Есть в фильме эпизод, когда главный герой, автомобильный гонщик, сразу же по окончании очень трудного состязания на той же машине едет ночь напролет почти через всю Францию, чтобы утром увидеть любимую. И получается, что всего проехал он, чтобы увидеть любимую женщину, что-то чуть ли не шесть тысяч километров.
— Шесть тысяч! — воскликнула Маринка. — Как мало сейчас мужчин, способных на такое! — И зачем-то обвела взглядом полупустой вагон электрички, куда мы как раз зашли, словно бы хотела убедиться, что среди едущих в вагоне мужчин, конечно же, не найдется ни одного, «способного на такое».
— Ну, во-первых, далеко не каждый мужчина располагает гоночной машиной, — сказал я на это. — А во-вторых, ровно столько, наверное, нынче и женщин, из-за которых стоит гнать шесть тысяч верст.
Тут-то наши мнения и разошлись.

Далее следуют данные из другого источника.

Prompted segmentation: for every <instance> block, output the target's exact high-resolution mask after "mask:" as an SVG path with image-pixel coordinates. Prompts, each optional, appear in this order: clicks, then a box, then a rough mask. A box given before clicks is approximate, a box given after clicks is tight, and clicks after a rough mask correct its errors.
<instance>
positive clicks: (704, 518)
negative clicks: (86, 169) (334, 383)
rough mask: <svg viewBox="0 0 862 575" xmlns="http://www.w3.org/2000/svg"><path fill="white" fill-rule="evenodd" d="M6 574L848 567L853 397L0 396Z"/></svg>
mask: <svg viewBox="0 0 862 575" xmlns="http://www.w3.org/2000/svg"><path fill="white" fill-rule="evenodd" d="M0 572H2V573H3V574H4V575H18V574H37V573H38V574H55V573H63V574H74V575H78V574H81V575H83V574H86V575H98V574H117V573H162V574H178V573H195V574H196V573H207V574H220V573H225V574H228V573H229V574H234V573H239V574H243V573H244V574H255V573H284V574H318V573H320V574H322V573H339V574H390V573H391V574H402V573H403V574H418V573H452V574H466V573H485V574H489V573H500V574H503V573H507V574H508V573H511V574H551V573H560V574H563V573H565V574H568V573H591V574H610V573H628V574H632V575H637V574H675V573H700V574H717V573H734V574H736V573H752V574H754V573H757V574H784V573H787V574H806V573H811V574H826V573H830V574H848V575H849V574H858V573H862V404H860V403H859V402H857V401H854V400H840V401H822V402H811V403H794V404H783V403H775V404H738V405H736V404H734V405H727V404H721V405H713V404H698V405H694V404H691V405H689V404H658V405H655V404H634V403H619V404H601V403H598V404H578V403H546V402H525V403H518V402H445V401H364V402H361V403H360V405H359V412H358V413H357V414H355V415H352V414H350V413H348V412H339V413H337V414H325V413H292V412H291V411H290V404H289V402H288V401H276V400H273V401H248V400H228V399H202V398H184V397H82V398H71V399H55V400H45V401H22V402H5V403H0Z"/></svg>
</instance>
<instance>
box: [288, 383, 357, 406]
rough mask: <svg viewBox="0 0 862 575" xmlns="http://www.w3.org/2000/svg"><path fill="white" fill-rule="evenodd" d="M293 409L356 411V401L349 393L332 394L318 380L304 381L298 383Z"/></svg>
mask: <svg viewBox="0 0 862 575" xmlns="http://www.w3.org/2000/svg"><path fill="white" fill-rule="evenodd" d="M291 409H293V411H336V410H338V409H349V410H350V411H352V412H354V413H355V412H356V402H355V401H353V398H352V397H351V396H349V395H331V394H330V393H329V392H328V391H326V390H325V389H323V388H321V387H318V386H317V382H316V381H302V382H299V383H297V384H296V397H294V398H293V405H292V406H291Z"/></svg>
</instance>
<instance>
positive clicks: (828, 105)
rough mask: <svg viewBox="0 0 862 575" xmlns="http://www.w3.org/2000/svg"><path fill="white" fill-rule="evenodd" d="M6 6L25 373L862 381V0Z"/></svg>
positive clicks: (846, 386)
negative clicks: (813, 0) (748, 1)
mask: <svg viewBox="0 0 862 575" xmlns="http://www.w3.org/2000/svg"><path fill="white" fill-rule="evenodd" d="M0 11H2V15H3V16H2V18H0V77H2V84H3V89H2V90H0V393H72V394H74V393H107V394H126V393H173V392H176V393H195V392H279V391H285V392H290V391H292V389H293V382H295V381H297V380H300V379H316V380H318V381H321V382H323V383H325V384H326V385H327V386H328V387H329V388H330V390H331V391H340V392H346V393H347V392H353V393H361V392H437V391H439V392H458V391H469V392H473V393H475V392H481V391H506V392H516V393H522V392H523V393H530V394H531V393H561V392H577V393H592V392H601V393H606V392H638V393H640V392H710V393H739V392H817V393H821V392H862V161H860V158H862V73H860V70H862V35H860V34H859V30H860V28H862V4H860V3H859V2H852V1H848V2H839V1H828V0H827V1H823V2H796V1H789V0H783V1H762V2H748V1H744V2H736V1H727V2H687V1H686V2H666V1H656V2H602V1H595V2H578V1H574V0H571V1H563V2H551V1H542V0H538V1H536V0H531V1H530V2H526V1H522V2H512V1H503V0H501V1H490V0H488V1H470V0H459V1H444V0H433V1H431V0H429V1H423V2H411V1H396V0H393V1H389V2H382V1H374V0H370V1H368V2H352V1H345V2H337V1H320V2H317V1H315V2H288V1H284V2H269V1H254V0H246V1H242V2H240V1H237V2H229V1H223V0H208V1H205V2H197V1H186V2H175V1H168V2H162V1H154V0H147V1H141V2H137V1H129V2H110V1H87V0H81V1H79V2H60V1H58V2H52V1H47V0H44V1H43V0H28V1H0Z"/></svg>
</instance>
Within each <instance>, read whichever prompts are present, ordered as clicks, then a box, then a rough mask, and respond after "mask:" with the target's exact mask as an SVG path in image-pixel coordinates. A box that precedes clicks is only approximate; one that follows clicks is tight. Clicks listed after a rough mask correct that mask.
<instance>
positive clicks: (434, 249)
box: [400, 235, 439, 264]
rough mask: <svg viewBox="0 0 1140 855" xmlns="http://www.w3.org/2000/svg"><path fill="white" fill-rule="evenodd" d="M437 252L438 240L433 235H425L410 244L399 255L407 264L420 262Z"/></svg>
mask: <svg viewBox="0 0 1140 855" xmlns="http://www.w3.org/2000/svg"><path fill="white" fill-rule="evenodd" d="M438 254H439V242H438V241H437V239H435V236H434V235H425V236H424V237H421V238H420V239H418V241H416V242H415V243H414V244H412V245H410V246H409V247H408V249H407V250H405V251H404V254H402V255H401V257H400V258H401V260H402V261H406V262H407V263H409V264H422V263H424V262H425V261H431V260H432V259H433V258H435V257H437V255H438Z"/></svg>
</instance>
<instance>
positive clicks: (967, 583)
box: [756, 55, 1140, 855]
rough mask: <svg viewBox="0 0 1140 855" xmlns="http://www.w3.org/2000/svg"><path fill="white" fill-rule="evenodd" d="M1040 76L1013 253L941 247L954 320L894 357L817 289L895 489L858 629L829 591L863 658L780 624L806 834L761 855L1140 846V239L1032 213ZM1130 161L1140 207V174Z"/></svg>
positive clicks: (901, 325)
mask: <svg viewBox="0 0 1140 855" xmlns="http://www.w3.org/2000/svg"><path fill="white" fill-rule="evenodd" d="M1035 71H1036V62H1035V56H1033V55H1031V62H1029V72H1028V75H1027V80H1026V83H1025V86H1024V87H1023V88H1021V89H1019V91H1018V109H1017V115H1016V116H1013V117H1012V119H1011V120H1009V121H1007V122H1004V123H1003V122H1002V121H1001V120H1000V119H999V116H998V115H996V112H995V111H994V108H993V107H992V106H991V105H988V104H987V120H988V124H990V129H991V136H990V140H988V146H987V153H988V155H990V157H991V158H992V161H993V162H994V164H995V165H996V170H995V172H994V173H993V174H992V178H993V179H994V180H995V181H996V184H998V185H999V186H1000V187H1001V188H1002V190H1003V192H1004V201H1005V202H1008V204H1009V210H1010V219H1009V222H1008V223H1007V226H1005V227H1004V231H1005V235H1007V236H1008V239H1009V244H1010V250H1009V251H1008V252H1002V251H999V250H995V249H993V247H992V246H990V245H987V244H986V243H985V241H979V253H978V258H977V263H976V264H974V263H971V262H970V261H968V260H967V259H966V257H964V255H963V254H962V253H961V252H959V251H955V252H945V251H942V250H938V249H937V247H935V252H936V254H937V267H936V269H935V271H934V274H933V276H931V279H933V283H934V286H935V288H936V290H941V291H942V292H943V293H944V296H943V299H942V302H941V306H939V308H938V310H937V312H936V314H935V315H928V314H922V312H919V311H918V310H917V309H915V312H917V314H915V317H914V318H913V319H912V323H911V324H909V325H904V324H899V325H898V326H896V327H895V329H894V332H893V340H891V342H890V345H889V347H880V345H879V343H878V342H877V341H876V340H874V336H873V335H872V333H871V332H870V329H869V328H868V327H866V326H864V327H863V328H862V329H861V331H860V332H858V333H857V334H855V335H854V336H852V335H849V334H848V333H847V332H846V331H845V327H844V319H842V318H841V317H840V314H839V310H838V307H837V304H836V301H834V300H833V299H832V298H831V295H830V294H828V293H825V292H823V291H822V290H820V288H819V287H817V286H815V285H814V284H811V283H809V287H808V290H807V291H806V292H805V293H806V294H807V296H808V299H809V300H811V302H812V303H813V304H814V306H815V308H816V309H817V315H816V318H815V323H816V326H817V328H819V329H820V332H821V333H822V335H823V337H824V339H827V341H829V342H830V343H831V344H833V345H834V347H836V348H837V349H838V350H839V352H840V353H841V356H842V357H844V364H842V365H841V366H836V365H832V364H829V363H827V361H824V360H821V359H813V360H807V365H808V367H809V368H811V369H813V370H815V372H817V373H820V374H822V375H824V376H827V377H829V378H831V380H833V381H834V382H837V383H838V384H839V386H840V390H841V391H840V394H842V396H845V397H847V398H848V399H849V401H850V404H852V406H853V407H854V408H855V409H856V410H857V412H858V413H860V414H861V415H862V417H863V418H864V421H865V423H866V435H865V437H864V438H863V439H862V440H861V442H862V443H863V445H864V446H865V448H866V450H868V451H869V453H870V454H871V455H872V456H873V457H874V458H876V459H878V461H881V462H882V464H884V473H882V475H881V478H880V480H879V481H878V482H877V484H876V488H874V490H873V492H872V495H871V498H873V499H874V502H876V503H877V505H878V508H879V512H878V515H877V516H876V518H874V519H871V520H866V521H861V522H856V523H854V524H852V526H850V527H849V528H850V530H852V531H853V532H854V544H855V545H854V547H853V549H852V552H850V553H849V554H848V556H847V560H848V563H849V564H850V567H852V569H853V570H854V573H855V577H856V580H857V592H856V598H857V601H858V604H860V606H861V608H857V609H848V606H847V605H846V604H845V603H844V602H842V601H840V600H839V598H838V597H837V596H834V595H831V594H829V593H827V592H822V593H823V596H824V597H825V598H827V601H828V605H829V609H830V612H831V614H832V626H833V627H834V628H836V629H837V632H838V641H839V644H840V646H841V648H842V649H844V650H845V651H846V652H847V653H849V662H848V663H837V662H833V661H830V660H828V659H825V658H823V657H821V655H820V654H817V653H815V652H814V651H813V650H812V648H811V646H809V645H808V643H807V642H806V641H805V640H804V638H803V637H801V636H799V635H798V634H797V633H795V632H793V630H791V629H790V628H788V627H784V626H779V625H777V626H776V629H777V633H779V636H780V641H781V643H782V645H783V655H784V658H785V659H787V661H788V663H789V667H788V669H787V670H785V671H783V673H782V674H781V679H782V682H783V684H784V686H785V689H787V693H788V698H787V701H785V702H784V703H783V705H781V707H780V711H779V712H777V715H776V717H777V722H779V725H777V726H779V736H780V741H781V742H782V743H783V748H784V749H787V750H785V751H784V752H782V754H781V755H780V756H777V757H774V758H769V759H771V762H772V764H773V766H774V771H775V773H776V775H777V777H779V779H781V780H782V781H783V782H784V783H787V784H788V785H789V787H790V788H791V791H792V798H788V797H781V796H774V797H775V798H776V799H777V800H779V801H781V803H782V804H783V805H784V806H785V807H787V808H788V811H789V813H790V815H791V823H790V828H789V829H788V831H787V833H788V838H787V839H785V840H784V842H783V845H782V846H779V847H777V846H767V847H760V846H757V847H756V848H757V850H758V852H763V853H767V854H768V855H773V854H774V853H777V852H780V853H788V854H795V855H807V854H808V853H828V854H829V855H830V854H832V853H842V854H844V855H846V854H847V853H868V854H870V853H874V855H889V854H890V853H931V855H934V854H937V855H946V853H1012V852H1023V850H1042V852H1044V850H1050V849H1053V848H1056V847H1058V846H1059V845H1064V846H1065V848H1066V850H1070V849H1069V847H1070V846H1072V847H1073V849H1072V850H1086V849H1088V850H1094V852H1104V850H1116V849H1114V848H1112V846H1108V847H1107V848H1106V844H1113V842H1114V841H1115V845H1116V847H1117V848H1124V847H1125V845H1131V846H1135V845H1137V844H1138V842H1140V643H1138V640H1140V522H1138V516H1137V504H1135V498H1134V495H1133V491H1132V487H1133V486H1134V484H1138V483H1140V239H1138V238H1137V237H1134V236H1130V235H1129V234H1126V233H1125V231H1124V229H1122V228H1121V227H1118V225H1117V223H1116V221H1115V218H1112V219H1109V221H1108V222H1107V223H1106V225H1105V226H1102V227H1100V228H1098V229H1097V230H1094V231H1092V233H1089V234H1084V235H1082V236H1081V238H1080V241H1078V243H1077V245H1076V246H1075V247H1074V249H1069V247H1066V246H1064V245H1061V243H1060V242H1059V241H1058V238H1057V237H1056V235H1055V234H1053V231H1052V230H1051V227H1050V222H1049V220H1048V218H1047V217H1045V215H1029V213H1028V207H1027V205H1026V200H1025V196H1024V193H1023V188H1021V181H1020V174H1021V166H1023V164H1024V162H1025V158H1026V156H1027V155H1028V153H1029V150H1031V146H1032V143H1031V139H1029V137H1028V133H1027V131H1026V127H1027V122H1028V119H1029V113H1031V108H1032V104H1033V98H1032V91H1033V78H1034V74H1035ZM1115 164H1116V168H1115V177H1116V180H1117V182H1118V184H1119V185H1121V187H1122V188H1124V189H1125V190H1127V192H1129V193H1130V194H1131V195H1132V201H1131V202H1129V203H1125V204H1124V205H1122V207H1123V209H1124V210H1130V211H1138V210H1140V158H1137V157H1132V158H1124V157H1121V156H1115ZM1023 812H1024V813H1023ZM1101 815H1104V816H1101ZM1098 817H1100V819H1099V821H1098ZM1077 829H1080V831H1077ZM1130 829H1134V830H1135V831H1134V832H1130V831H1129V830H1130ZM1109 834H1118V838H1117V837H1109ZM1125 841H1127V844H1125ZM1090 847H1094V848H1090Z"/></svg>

Маринка продолжала настаивать, что дело все-таки в мужчинах — не тот нынче пошел мужчина, измельчал: он или увяз в какой-нибудь обожаемой им технике — электронике или, еще хуже, погряз в быту, в житейских мелочах, и утратил чувство поэтического, возвышенного отношения к женщине.
Что ж, какая-то доля истины, может, даже и немалая, во всем этом, пожалуй, есть, отвечал я ей. Но надобно, наверное, кума, и на себя оборотиться.
— Ты помнишь наш разговор о мини-юбках?.. А обратила внимание, как одета женщина, из-за которой он проехал шесть тысяч? Он ни разу не видел ни ее плеч, ни коленок: она то в глухом свитере и длинной юбке, то в каком-нибудь таком платье, под которым и фигура-то едва угадывается. Значит, за что-то другое он ее полюбил. А много ли этого другого у тех нынешних модниц, которые из кожи, а точнее бы сказать, из одежи вон лезут, чтобы привлечь внимание мужчины в первую очередь к своей внешности?! Из-за одних же красивых коленок — это даже и при наличии гоночной машины — шесть тысяч, согласись, покажется далековато. Потому что голые коленки, такие же, если не лучше, можно и поблизости найти. Труднее найти человека. А если ты его нашел — и десять тысяч не расстояние, и на Луну за ним полетишь.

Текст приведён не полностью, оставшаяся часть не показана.